Decalcification temperature and time: all BMT samples of the present study were decalcified at 37 °C in the BoneSTATION. One sample was decalcified for a shorter time period than used in our laboratory (4 h) and two others for 18 h as already established.
2.3 Bone Marrow Trephines Included in this Study
Due to the fact that the fixation/decalcification instrument has been delivered to our laboratory 1 month before, only a limited number of BMT biopsies could be analyzed. A prerequisite for inclusion in this pilot project has been the length of the trephine, which should exceed 20 mm. The trephines were then divided in two parts and processed in parallel. The following samples were investigated: one BMT of a patient presenting with anemia of unclear etiology, a further biopsy from a patient with a cutaneous marginal zone lymphoma and one biopsy from a patient with suspected multiple myeloma.
2.4 Conventional Histology and Immunohistochemistry
From the decalcified and paraffin-embedded BMT serial sections were cut at 2 µm and stained with H&E.
For immunostaining, paraffin sections were deparaffinized and subjected to a heat-induced epitope retrieval employing an EDTA-buffer prior to incubation with primary antibodies. Deparafinization as well as epitope retrieval and immunostainings were performed within the automated Leica BondMaxTM system (Leica Microsystems, Nussloch, Germany). For this study we selected three antibodies directed against antigens located in the cell membrane/cytoplasm i.e. against CD20 (clone L26, Dako, Denmark), CD3 (clone LN10, Leica Biosystems Novocastra, UK) and CD117 (clone MI15, Dako) as well as Ki67 (clone MIB1, Dako) located in the cell nucleus. For visualization of bound antibodies the detection kit Bond Polymer Refine Diaminobenzidine (DAB) was used, which was obtained from Leica Biosystems.
2.5 DNA Extraction and Quality Assessment
Five sections (10 µm each) were cut from the paraffin blocks of the decalcified bone marrow trephines and subjected to DNA extraction using the Maxwell 16 FFPE Plus LEV DNA Purification Kit on a Maxwell 16 instrument (both Promega, Germany) according to the manufacturer’s protocol for isolation of genomic DNA from paraffin embedded tissue specimens.
DNA sample concentration was measured by spectrophotometry.
The quality of the DNA extracted from paraffin-embedded samples was assessed by employing a set of control gene PCR primers designed to amplify products of exactly 100, 200, 300, and 400 bp applied in a multiplex PCR according to the Biomed-2 protocols. PCR products were analyzed on acrylamide gels.

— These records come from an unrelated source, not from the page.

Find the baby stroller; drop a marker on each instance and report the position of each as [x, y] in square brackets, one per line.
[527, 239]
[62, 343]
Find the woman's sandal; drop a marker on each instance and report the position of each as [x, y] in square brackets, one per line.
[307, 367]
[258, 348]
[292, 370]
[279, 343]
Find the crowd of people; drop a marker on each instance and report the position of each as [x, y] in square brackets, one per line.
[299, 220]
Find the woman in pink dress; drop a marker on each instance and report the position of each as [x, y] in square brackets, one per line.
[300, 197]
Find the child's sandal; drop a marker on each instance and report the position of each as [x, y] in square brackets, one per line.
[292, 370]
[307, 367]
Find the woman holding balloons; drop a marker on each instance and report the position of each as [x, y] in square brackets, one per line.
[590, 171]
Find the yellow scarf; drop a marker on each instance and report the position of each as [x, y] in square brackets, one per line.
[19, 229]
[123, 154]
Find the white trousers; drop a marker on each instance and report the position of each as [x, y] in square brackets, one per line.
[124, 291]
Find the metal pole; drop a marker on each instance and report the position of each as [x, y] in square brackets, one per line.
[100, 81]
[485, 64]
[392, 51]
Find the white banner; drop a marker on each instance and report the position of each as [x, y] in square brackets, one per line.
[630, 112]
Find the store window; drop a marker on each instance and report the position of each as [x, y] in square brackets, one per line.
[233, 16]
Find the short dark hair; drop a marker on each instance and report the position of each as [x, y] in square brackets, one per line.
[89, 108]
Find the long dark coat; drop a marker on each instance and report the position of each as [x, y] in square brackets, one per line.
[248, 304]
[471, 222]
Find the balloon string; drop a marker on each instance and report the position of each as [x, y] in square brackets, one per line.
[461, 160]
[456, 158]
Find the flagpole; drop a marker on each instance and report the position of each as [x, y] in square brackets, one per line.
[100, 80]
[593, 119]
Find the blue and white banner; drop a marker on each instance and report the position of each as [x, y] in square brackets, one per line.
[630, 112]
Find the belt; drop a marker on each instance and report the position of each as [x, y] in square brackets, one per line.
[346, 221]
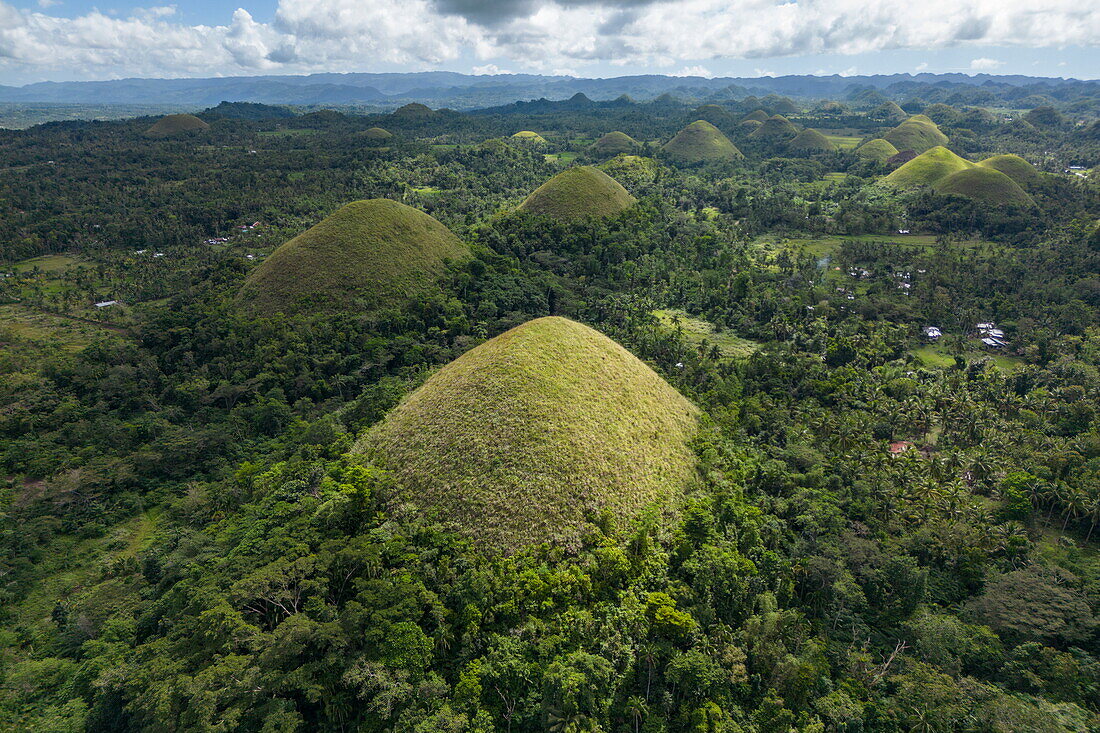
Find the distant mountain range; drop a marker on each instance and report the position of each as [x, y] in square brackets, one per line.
[466, 91]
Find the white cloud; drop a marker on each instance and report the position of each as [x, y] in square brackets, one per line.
[535, 35]
[986, 64]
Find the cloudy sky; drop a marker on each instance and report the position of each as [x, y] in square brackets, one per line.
[62, 40]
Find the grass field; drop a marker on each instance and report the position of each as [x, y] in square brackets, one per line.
[696, 330]
[524, 437]
[844, 142]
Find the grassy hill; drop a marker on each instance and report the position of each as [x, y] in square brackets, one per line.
[811, 141]
[614, 143]
[578, 193]
[173, 124]
[927, 168]
[367, 254]
[985, 184]
[917, 133]
[877, 150]
[529, 137]
[701, 141]
[1013, 166]
[714, 115]
[376, 134]
[776, 128]
[521, 438]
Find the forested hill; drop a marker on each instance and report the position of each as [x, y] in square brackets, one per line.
[758, 416]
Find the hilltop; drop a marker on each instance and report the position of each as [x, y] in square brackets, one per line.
[172, 124]
[520, 439]
[927, 168]
[529, 137]
[812, 141]
[615, 142]
[367, 254]
[1013, 166]
[776, 127]
[576, 193]
[701, 141]
[877, 150]
[983, 184]
[917, 133]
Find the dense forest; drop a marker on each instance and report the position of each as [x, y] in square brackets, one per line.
[892, 518]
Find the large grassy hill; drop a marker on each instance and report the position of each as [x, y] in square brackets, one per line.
[172, 124]
[1013, 166]
[367, 254]
[776, 128]
[578, 193]
[983, 184]
[877, 150]
[614, 143]
[927, 168]
[701, 141]
[811, 141]
[917, 133]
[520, 439]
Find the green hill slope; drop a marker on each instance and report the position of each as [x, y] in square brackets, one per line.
[517, 440]
[367, 254]
[776, 128]
[877, 150]
[1013, 166]
[811, 141]
[917, 133]
[983, 184]
[701, 141]
[172, 124]
[578, 193]
[927, 168]
[614, 143]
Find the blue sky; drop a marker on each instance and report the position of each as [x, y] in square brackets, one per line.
[61, 40]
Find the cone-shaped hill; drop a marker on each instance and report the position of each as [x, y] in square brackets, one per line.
[927, 168]
[811, 141]
[576, 193]
[369, 254]
[701, 141]
[714, 115]
[173, 124]
[877, 150]
[414, 110]
[917, 133]
[376, 134]
[614, 143]
[1013, 166]
[776, 128]
[983, 184]
[529, 137]
[519, 439]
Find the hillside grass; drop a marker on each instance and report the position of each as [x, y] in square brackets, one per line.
[917, 133]
[369, 254]
[699, 331]
[578, 193]
[700, 142]
[524, 438]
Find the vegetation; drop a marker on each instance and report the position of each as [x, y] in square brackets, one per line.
[174, 124]
[917, 133]
[701, 142]
[579, 193]
[525, 437]
[367, 254]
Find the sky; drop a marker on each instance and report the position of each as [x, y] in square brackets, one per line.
[76, 40]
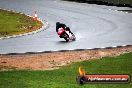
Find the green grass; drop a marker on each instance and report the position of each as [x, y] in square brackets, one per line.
[65, 77]
[14, 23]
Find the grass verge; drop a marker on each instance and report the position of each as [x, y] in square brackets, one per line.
[65, 77]
[15, 23]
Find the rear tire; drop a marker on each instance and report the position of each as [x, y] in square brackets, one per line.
[67, 40]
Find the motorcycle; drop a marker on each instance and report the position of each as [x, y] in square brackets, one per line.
[66, 35]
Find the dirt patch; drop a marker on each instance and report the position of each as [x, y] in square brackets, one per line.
[54, 60]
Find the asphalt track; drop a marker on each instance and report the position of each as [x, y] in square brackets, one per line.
[94, 26]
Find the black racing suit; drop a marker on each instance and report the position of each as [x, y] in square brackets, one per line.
[59, 25]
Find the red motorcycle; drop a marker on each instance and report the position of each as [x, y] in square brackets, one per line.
[66, 35]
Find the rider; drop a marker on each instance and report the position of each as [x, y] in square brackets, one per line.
[59, 25]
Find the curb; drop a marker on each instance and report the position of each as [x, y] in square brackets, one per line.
[120, 11]
[70, 50]
[44, 27]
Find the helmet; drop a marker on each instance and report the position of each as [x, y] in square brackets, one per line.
[57, 23]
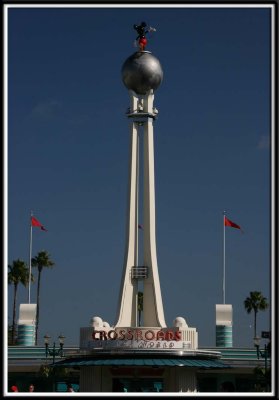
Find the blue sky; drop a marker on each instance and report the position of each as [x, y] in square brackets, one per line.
[68, 154]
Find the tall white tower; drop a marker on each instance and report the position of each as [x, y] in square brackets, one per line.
[142, 74]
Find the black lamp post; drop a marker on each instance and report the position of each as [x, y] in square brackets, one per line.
[263, 354]
[54, 352]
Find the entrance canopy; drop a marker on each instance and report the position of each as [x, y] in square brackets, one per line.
[150, 362]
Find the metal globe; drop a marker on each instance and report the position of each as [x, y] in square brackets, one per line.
[142, 72]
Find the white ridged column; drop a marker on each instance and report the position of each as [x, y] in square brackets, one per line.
[153, 313]
[127, 304]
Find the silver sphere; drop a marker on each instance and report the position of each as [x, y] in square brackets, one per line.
[142, 72]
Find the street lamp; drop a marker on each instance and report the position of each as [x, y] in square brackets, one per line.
[263, 354]
[54, 352]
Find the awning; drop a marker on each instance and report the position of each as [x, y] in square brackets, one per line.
[142, 362]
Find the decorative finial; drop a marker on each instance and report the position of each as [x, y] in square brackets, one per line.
[142, 30]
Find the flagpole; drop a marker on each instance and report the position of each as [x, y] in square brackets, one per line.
[224, 256]
[30, 258]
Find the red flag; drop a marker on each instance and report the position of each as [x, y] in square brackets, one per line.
[227, 222]
[35, 222]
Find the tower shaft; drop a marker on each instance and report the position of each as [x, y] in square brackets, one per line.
[142, 116]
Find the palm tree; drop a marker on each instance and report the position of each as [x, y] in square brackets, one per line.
[140, 305]
[256, 302]
[18, 273]
[42, 260]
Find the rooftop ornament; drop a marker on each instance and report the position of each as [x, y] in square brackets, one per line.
[142, 30]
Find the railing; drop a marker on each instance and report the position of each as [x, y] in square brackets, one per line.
[139, 272]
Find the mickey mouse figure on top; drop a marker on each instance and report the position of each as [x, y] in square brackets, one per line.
[142, 30]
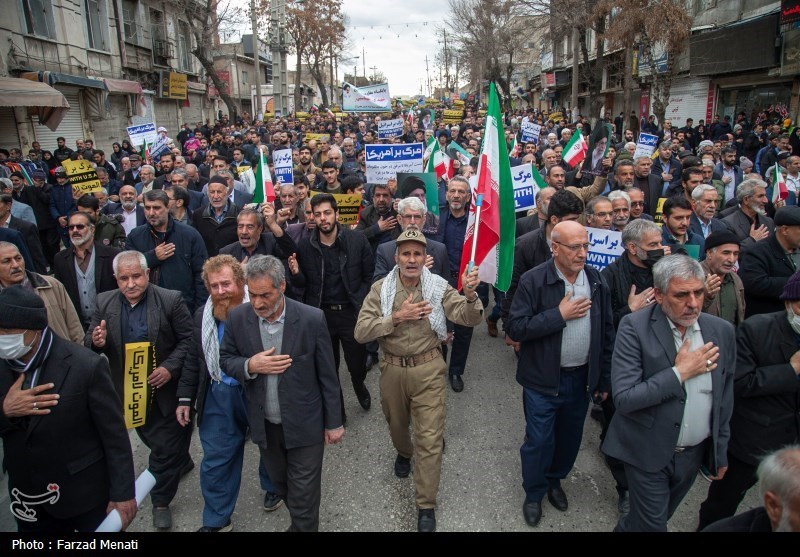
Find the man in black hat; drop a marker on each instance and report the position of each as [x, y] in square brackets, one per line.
[66, 449]
[724, 290]
[765, 404]
[766, 266]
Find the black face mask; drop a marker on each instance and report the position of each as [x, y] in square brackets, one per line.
[653, 256]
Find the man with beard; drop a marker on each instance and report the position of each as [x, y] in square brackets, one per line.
[672, 379]
[724, 289]
[61, 315]
[219, 399]
[766, 266]
[86, 268]
[406, 313]
[378, 222]
[139, 312]
[129, 208]
[750, 222]
[336, 264]
[293, 395]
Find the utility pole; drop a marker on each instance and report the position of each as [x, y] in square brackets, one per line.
[256, 60]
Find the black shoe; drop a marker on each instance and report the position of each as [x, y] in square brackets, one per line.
[402, 466]
[162, 518]
[188, 467]
[227, 528]
[624, 503]
[362, 394]
[426, 521]
[272, 502]
[557, 498]
[532, 511]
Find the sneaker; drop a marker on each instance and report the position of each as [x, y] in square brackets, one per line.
[272, 502]
[227, 528]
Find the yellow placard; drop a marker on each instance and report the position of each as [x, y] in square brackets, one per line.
[82, 177]
[140, 359]
[348, 204]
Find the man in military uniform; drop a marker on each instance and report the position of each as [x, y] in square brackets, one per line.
[406, 313]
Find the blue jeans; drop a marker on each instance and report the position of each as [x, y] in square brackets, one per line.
[553, 432]
[222, 434]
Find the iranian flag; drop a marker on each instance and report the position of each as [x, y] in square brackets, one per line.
[265, 190]
[489, 241]
[779, 189]
[439, 163]
[575, 150]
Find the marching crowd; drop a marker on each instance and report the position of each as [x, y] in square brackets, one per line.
[686, 345]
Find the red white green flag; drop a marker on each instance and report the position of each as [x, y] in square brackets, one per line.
[265, 190]
[491, 216]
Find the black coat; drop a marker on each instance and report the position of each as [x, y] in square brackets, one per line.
[766, 409]
[169, 326]
[764, 269]
[81, 445]
[64, 271]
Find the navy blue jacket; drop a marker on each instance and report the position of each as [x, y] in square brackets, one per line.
[183, 270]
[535, 321]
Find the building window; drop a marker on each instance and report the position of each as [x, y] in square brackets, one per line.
[184, 46]
[131, 29]
[96, 23]
[38, 17]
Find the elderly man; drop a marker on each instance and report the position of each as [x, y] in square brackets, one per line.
[219, 399]
[139, 312]
[766, 266]
[750, 221]
[406, 313]
[766, 405]
[672, 379]
[724, 290]
[61, 424]
[293, 393]
[62, 317]
[778, 474]
[561, 316]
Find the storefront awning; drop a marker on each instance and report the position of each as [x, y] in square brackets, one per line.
[123, 86]
[40, 98]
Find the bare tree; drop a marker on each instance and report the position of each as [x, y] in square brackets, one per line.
[317, 30]
[656, 26]
[206, 19]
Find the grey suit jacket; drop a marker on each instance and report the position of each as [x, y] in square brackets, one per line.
[384, 259]
[738, 223]
[650, 399]
[308, 392]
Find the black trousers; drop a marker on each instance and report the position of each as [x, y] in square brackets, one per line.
[725, 495]
[168, 442]
[341, 325]
[297, 476]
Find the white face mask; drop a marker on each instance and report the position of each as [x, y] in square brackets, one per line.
[794, 320]
[12, 347]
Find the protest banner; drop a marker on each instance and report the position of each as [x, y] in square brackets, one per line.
[525, 187]
[605, 246]
[349, 205]
[646, 145]
[372, 98]
[390, 128]
[82, 177]
[530, 132]
[282, 162]
[385, 161]
[145, 133]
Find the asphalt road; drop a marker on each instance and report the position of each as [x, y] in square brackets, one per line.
[480, 488]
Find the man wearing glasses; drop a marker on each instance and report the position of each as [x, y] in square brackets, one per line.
[561, 316]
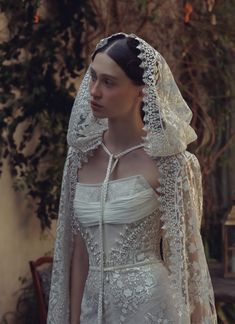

2.6 Detection of Clonal Immunoglobulin Heavy Chain Rearrangements
Multiplex PCRs for the amplification of the immunoglobulin heavy chain genes were performed using the Biomed-2 primers and protocols except that 50 PCR cycles were used [7]. PCR products were separated on a Genetic Analyzer 3130 (Thermo Fisher USA) to assess the clonality status of the samples. In case of a polyclonal B-cell proliferation, this analysis results in a Gaussian distribution of multiple peaks representing many different PCR products, while a monoclonal B-cell population results in a single peak from one type PCR product.
2.7 Fluorescence In Situ Hybridization (FISH)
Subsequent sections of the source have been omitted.